Text Mining in Diplomatic History: Nuclear War, Disarmament, and Detente

Here is a Google N-Grams search including the terms ‘nuclear war,’ ‘disarmament,’ and ‘detente.’

Google N-Grams searches for instances of the search-terms in the Google library database, which includes millions of scanned volumes, journals, and newspapers from libraries and universities across the world. I set the search parameters to begin in 1945: the birth of the nuclear age.

The visualisation of this search is particularly interesting, as within its three lines a number of historical events and themes are represented. The rising Cold War tensions that culminated in the 1962 Cuban Missile Crisis, for example, are shown by the increasing frequency of ‘disarmament’ and ‘nuclear war’ in the Google library database over the late 1950s and early 1960s.

This N-Gram search seems to graphically represent the correlation between rising Cold War tensions and support for more conciliatory policies, including disarmament. (It should be noted that instances of ‘disarmament’ in raw numbers exceeds those of ‘nuclear war’ because there are a number of terms that describe atomic warfare, whereas the policy of disarmament is a more fixed term.)

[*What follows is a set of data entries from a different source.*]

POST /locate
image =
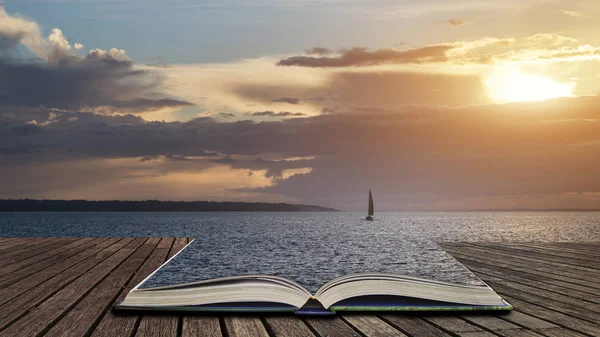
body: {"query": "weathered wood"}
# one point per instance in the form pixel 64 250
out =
pixel 177 246
pixel 41 317
pixel 526 258
pixel 560 332
pixel 22 263
pixel 66 287
pixel 519 333
pixel 531 282
pixel 33 251
pixel 81 318
pixel 157 326
pixel 165 245
pixel 556 317
pixel 370 325
pixel 547 255
pixel 331 327
pixel 527 321
pixel 534 267
pixel 245 326
pixel 199 326
pixel 414 326
pixel 115 324
pixel 452 323
pixel 49 271
pixel 489 322
pixel 21 246
pixel 288 326
pixel 20 305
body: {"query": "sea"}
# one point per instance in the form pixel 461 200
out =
pixel 311 247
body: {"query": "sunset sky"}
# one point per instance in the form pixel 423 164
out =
pixel 434 105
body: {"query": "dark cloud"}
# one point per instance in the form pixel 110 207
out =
pixel 76 83
pixel 276 114
pixel 145 104
pixel 384 89
pixel 409 155
pixel 319 51
pixel 63 80
pixel 357 57
pixel 289 100
pixel 274 168
pixel 226 114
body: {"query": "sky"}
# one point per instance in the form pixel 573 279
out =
pixel 438 105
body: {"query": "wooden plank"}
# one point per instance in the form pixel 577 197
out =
pixel 541 278
pixel 27 246
pixel 519 333
pixel 542 269
pixel 177 246
pixel 18 306
pixel 18 245
pixel 81 318
pixel 530 283
pixel 165 243
pixel 34 251
pixel 555 317
pixel 558 250
pixel 481 333
pixel 158 326
pixel 40 266
pixel 115 324
pixel 544 255
pixel 288 326
pixel 452 324
pixel 201 326
pixel 591 272
pixel 148 321
pixel 552 300
pixel 560 332
pixel 489 322
pixel 414 326
pixel 41 317
pixel 527 321
pixel 245 326
pixel 48 271
pixel 370 325
pixel 331 327
pixel 40 257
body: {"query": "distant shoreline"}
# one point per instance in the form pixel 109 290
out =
pixel 33 205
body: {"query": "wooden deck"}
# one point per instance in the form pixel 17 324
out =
pixel 66 287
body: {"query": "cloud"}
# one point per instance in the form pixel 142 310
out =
pixel 381 89
pixel 544 40
pixel 289 100
pixel 64 80
pixel 457 22
pixel 430 154
pixel 276 114
pixel 363 57
pixel 574 14
pixel 319 51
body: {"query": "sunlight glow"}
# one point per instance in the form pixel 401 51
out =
pixel 506 86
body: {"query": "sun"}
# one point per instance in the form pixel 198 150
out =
pixel 513 85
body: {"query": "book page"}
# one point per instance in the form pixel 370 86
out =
pixel 311 261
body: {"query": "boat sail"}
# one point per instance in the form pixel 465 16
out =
pixel 371 207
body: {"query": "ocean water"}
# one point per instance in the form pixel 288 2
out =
pixel 302 226
pixel 312 248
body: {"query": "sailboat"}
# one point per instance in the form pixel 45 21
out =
pixel 371 207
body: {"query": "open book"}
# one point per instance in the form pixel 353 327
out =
pixel 366 291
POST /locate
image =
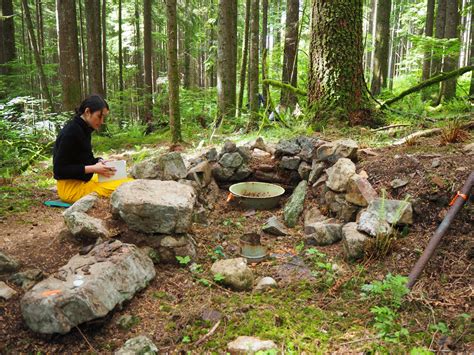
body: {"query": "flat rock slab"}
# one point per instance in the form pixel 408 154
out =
pixel 250 345
pixel 236 273
pixel 87 287
pixel 152 206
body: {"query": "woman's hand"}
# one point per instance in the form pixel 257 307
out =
pixel 101 169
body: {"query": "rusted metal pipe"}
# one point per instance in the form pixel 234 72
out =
pixel 439 233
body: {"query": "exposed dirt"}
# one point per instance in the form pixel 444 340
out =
pixel 175 300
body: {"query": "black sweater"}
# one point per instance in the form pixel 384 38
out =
pixel 73 151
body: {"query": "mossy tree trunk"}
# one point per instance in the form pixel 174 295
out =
pixel 336 81
pixel 69 71
pixel 382 39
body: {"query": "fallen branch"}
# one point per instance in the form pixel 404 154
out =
pixel 427 133
pixel 391 126
pixel 434 80
pixel 285 86
pixel 209 333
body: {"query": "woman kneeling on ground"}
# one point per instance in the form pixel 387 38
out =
pixel 75 168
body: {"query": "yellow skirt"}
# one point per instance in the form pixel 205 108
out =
pixel 71 190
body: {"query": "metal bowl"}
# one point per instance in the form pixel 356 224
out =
pixel 257 195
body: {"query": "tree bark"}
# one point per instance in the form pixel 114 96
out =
pixel 39 65
pixel 226 58
pixel 290 53
pixel 448 87
pixel 173 78
pixel 336 78
pixel 69 66
pixel 94 47
pixel 253 65
pixel 426 70
pixel 147 43
pixel 382 39
pixel 7 37
pixel 243 66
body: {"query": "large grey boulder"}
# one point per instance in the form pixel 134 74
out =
pixel 169 166
pixel 324 233
pixel 152 206
pixel 353 241
pixel 8 264
pixel 250 345
pixel 295 205
pixel 82 225
pixel 139 345
pixel 340 174
pixel 236 273
pixel 359 191
pixel 87 287
pixel 333 151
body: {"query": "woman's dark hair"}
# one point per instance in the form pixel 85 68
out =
pixel 94 102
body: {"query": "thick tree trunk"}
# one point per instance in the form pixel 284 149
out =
pixel 94 46
pixel 7 36
pixel 448 87
pixel 39 65
pixel 336 79
pixel 253 65
pixel 69 66
pixel 426 71
pixel 226 58
pixel 243 66
pixel 290 54
pixel 173 78
pixel 381 50
pixel 147 43
pixel 263 48
pixel 104 46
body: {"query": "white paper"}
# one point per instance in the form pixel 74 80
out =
pixel 120 173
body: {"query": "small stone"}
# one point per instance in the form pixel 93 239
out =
pixel 304 170
pixel 231 160
pixel 139 345
pixel 295 204
pixel 339 174
pixel 436 163
pixel 236 273
pixel 6 292
pixel 353 241
pixel 290 163
pixel 274 227
pixel 397 183
pixel 266 283
pixel 250 345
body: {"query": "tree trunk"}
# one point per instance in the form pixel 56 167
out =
pixel 426 71
pixel 253 65
pixel 264 48
pixel 83 51
pixel 94 47
pixel 243 66
pixel 336 79
pixel 7 36
pixel 382 39
pixel 69 67
pixel 448 87
pixel 226 58
pixel 147 43
pixel 173 78
pixel 39 65
pixel 104 46
pixel 290 56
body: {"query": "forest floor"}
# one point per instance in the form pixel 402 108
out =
pixel 325 313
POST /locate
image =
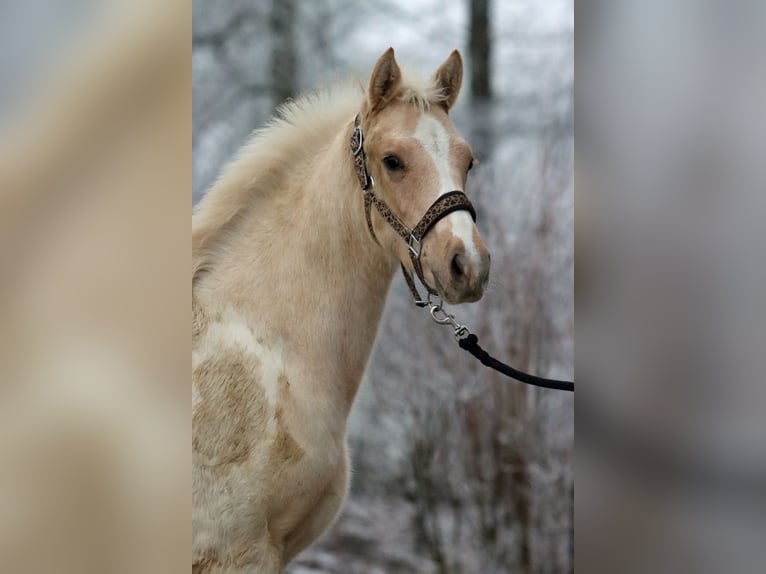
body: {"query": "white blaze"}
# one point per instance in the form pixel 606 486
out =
pixel 436 141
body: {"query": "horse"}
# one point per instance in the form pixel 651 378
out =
pixel 290 271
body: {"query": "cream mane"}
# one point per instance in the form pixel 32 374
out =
pixel 300 128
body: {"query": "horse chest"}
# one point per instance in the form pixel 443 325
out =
pixel 268 470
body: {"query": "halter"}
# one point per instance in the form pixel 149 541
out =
pixel 442 207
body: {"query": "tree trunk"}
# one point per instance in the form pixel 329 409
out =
pixel 283 59
pixel 480 50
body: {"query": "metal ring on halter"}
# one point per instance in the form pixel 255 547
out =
pixel 358 133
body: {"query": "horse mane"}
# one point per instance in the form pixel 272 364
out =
pixel 300 127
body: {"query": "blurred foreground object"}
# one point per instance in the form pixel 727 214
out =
pixel 671 451
pixel 94 180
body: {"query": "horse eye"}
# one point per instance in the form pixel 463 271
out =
pixel 393 163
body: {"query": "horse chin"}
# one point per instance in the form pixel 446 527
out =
pixel 453 296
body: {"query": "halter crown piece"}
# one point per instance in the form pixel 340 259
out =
pixel 442 207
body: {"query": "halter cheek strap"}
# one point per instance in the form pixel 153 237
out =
pixel 442 207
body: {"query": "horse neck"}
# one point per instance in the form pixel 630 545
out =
pixel 304 268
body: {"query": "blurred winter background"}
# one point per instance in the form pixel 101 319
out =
pixel 455 468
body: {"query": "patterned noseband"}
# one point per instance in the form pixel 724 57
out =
pixel 443 206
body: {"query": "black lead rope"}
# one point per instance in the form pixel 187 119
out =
pixel 471 344
pixel 443 206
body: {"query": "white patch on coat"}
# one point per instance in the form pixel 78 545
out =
pixel 234 332
pixel 436 141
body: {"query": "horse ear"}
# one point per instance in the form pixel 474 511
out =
pixel 385 81
pixel 448 78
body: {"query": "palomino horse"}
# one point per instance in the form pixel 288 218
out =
pixel 288 288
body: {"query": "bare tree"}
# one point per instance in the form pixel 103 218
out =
pixel 283 50
pixel 480 49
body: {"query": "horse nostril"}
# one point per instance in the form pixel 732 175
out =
pixel 457 267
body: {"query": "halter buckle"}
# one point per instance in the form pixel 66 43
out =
pixel 412 242
pixel 357 137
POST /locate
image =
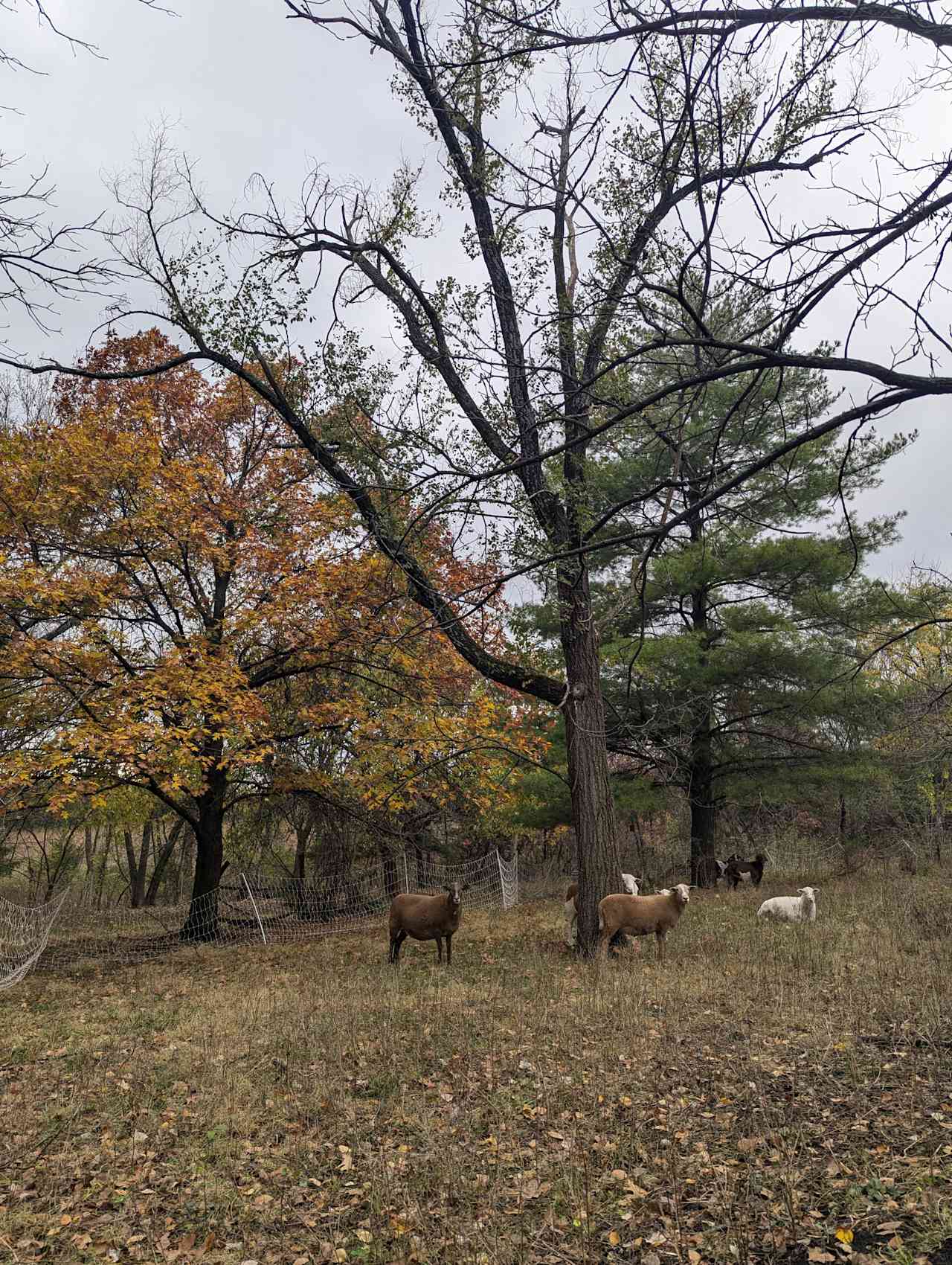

The term ‘detente’ alongside ‘nuclear war’ and ‘disarmament’ demonstrates the lowering of Cold War tensions from the early to late 1970s. A sharp increase in ‘nuclear war’ instances in 1980 clearly pinpoints the decisive end point of the period of detente, at least as far as language in text is concerned. (The lag in the ‘detente’ curve is explained by the fact that the policy was still discussed in written text, and these discussions are reflected in the ‘detente’ N-Gram frequency.)

The focus of my own research is the 1975 to 1981 period, during which the Committee on the Present Danger sought to educate Americans about the supposed “dangers of detente.” The work of the group and its pro-defense allies is represented in the increasing frequency of ‘nuclear war’ after 1975, when the CPD formed. I would suggest that as the Committee on the Present Danger and its allies conducted their activities discussions of nuclear war – here reflected in Google’s scanned texts – increased.

N-Grams cannot prove that the CPD itself was successful in its aims, but it does illustrate that the conversation about Cold War policies altered in the late 1970s. Alternative archival evidence suggests the Committee on the Present Danger did prompt discussion of nuclear war within the Carter Administration, culminating in the release of PD-59 in July 1980.

The beginning of Ronald Reagan’s and Mikhail Gorbachev’s summitry diplomacy is shown within the significant drop-off in instances of ‘nuclear war’ and ‘disarmament’ after 1986. Could this N-Grams search add credence to the suggestion that the Cold War was all but over after the Reykjavik Summit in 1986? To be sure, significant diplomatic and political hurdles remained, but the language of the cold war – two highly significant terms within it at least – were  falling out of use from this date. There is clearly room for debate about causation, but it is a debate worth conducting.

Ultimately, N-Grams by itself proves little. It is a useful tool, however, to visualise the change over time in the use of the specialised language surrounding a historical issue. “Change over time” is what historians do and I am excited at how I can use N-Grams in my own research.

  1. Mark says:

    I include three in my introduction of my thesis. I like them. They are good for showing change in language over time.

  2. Pascal Venier says:

    This is a really fascinating use of data mining for a diplomatic history research project. I have had great fun plotting some terms of relevance to my own research on the pre-1914 and could not help but note that the searches are case sensitive and therefore the results are slightly different if we use both disarmament and Disarmament, and the different spellings of detente (detente, Detente, détente and Détente), which can be combined in searches as in “detente+Detente+détente+Détente). I was wondering about the difference between the different corpora: there is a English corpus, a British English corpus and an American corpus, do they overlap or documents have been indexes separately. To explain this better: does the English corpus also include the British corpus and the American corpus. Looking at trends in the longer term, I cannot help but note that such a term as rapprochement, is quite frequent also.